CarePlanIt covers all of these in detail. See our Section on Introduction To Advanced Directives & Living Wills and in particular our summary on Advance Directive Documents.
CarePlanIt’s Approach
CarePlanIt’s Approach CarePlanIt classifies every issue into one of five key areas: health, housing, finances, end-of-life chores & family communication. Once done, the CarePlanIt framework allows you to create an optimized process of addressing the challenge. You minimize your family’s time and costs while maximizing your chance at reaching an ideal solution. Although all five categories work together, it’s important to make an initial categorization.

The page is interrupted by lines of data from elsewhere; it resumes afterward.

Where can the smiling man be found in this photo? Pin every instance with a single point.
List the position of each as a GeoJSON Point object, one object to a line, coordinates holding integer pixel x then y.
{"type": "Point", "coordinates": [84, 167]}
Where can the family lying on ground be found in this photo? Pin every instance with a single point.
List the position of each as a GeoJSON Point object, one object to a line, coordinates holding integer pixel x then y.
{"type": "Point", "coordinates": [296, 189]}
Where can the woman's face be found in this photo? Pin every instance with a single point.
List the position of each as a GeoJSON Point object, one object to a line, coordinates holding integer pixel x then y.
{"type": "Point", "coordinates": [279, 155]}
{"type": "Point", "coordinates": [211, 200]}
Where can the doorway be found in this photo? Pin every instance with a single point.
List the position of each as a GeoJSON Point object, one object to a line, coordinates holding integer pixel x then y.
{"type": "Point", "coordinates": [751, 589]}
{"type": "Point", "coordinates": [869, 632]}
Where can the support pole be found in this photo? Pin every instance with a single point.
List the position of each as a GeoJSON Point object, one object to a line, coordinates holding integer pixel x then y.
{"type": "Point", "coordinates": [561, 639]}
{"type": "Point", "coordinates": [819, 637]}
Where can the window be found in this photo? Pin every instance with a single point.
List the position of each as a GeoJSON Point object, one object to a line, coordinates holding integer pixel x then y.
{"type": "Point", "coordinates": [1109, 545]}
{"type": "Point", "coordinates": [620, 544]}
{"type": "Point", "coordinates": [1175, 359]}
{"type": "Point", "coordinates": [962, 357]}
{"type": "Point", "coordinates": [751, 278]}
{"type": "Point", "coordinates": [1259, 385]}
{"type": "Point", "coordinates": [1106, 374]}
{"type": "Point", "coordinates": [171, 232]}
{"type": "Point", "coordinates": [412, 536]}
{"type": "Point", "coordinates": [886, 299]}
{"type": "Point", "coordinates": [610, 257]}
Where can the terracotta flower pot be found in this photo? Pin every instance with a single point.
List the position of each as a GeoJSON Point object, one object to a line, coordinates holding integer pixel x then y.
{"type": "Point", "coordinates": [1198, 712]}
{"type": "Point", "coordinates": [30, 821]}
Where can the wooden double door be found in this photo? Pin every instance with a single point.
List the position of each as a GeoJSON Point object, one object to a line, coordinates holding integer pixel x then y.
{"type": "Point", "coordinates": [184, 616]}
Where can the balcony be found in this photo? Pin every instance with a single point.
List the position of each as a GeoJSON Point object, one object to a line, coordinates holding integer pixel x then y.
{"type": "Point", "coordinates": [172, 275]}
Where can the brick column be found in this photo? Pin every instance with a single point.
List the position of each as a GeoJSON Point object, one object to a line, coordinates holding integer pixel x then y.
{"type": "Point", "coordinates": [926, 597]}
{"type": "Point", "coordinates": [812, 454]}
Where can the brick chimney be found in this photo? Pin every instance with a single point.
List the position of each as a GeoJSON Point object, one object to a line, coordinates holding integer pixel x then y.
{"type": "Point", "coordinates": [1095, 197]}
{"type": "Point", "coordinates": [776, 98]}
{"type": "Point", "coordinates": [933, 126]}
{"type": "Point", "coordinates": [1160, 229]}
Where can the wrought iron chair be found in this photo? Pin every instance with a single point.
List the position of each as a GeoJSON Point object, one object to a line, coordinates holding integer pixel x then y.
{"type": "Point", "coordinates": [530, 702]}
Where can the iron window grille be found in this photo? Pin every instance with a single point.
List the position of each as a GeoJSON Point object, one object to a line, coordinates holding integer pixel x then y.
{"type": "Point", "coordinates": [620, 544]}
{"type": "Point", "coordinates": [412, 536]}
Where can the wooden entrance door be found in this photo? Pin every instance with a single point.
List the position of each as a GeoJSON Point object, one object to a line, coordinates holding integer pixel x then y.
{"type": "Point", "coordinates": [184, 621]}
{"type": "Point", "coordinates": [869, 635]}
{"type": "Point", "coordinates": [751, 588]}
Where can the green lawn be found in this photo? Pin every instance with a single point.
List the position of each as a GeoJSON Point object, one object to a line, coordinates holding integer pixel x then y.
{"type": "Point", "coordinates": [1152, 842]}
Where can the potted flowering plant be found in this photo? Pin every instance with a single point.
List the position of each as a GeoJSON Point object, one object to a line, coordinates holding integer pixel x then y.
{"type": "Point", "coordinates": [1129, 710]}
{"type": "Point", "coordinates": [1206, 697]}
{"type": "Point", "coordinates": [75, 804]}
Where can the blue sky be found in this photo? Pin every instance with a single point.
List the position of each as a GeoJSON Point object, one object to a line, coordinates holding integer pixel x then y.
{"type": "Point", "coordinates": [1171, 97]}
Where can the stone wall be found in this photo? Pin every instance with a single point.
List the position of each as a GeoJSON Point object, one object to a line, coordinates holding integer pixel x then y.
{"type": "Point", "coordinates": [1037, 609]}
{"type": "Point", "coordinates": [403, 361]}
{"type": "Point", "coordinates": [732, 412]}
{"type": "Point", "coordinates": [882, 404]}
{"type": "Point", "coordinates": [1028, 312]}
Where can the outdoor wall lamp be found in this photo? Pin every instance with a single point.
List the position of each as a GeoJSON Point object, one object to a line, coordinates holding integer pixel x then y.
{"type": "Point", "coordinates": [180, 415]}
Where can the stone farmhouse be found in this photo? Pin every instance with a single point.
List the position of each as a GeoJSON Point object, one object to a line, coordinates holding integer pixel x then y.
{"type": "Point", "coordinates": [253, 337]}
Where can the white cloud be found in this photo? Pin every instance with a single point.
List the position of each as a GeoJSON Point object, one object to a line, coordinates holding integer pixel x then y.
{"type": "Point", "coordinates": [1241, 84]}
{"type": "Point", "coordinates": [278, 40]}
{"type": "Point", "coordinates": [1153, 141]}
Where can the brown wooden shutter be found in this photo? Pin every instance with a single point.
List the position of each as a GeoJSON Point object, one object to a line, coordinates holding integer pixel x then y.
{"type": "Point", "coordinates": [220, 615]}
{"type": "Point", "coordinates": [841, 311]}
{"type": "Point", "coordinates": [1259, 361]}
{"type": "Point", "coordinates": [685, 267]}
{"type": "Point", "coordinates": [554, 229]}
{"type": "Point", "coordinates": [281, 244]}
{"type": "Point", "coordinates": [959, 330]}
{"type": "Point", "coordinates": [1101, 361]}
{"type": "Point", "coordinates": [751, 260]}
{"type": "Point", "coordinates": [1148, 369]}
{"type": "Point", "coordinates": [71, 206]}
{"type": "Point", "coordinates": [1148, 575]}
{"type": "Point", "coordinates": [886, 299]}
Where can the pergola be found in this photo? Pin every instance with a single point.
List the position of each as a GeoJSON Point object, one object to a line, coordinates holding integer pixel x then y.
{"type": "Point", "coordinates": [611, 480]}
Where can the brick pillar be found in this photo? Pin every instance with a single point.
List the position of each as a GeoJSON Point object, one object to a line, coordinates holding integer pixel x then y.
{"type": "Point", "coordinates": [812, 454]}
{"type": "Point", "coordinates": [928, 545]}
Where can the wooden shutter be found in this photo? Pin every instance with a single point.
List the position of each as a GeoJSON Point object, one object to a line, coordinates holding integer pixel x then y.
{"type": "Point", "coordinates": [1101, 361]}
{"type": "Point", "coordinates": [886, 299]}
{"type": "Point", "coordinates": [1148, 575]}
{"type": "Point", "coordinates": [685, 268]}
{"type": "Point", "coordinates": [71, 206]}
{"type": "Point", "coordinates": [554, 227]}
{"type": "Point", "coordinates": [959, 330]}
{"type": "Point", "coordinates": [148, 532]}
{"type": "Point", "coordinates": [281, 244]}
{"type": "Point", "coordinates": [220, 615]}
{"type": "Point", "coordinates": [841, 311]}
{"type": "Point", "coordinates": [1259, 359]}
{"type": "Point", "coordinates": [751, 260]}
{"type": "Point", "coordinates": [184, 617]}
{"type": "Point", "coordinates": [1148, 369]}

Advance Medical Directives (AMDs) are an “End-of Life” chore. Without doing your “End-of-Life” chores your spouse and family simply don’t know how to manage your wishes and affairs. It’s like not picking up your eight-year-old from school and expecting them to get home, make dinner and pay the bills.
For a detailed way to approach these challenges, see our End of Life Chores Section.
Quick Ideas
> Visit your states living will website (all states have them). Type in to a search engine [ (your state) and (advance directive) ]/ Here’s a link to a Califonia form.
> See Five Wishes website – their advance medical directive is recognized in almost every state
> If you trust someone explicitly and want them to make all your decisions when you can’t, and even when you can, look for General Power of Attorney and follow the requirements for proper execution.